A client attached to mechanical ventilation suddenly becomes restless and pulls out the tracheostomy tube. Which is the nurse's priority intervention?
- A. Prepare for reintubation.
- B. Call the health care provider.
- C. Call the rapid response team.
- D. Check the client for spontaneous breathing.
Correct Answer: D
Rationale: If a tracheostomy tube is dislodged, checking for spontaneous breathing (D) is the priority to assess airway patency and oxygenation need. Preparing for reintubation (A) or calling teams (B, C) follows. D is correct. Rationale: Assessing breathing determines if immediate reinsertion or oxygenation is urgent, guiding next steps per respiratory emergency standards, ensuring patient stability first.
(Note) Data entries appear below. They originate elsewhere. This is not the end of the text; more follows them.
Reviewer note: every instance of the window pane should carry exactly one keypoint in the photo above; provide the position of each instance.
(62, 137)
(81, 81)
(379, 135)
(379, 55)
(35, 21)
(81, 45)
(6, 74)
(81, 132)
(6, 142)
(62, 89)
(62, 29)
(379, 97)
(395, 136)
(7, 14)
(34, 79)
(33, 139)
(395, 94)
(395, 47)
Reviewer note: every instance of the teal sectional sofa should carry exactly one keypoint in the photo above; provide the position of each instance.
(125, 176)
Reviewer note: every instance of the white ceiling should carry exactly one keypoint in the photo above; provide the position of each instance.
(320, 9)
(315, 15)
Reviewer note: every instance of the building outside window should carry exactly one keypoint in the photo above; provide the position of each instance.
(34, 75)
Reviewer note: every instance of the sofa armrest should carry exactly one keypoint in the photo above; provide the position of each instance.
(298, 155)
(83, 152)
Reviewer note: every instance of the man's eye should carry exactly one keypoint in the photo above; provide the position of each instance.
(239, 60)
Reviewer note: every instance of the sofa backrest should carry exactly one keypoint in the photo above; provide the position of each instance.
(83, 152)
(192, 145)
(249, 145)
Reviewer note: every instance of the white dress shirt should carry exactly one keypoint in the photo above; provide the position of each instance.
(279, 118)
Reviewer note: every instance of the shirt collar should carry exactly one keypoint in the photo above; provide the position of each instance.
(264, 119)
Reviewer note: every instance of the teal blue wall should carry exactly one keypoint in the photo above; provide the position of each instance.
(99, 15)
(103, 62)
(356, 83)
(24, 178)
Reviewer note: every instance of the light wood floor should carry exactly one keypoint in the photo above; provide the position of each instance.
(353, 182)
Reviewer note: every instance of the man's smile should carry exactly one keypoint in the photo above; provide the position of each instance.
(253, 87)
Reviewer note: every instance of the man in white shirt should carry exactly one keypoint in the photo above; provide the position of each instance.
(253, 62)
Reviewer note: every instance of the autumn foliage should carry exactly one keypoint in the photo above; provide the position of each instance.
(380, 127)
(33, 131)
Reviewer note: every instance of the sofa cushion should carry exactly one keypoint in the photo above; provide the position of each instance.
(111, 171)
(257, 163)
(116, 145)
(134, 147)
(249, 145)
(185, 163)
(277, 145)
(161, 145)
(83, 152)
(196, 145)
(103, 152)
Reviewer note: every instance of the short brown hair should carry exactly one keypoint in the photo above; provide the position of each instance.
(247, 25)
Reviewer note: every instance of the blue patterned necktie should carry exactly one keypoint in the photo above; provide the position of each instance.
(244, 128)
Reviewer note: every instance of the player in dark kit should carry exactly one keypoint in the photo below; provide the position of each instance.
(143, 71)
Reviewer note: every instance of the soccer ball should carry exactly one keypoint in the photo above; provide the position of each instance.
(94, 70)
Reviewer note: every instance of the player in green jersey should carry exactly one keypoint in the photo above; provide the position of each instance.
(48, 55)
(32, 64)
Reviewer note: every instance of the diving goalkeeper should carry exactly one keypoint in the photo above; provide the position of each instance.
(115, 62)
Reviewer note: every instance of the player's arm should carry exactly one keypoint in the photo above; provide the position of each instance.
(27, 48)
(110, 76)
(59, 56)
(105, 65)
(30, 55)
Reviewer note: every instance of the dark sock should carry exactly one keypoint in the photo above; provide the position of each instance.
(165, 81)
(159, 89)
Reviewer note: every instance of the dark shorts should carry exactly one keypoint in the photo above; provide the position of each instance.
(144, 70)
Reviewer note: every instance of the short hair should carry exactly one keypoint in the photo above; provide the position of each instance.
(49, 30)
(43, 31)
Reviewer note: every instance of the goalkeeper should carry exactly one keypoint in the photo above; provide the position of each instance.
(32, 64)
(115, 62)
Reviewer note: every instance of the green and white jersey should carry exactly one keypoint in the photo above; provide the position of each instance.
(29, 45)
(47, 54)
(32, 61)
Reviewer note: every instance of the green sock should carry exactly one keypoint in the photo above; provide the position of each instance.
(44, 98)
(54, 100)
The nurse is caring for a client receiving oxygen therapy via a nasal cannula. Which action by the nurse is appropriate when providing oral care to the client?
- A. Removing the nasal cannula during oral care
- B. Increasing the oxygen flow rate during oral care
- C. Applying petroleum jelly to the client's lips before oral care
- D. Instructing the client to breathe through the mouth during oral care
Correct Answer: A
Rationale: Removing the nasal cannula during oral care (A) allows thorough hygiene without interference, briefly tolerable given short duration. Increasing flow (B) is unnecessary. Petroleum jelly (C) isn't for oral care. Mouth breathing (D) isn't needed if removed. Removal, per nursing practice, ensures effective care.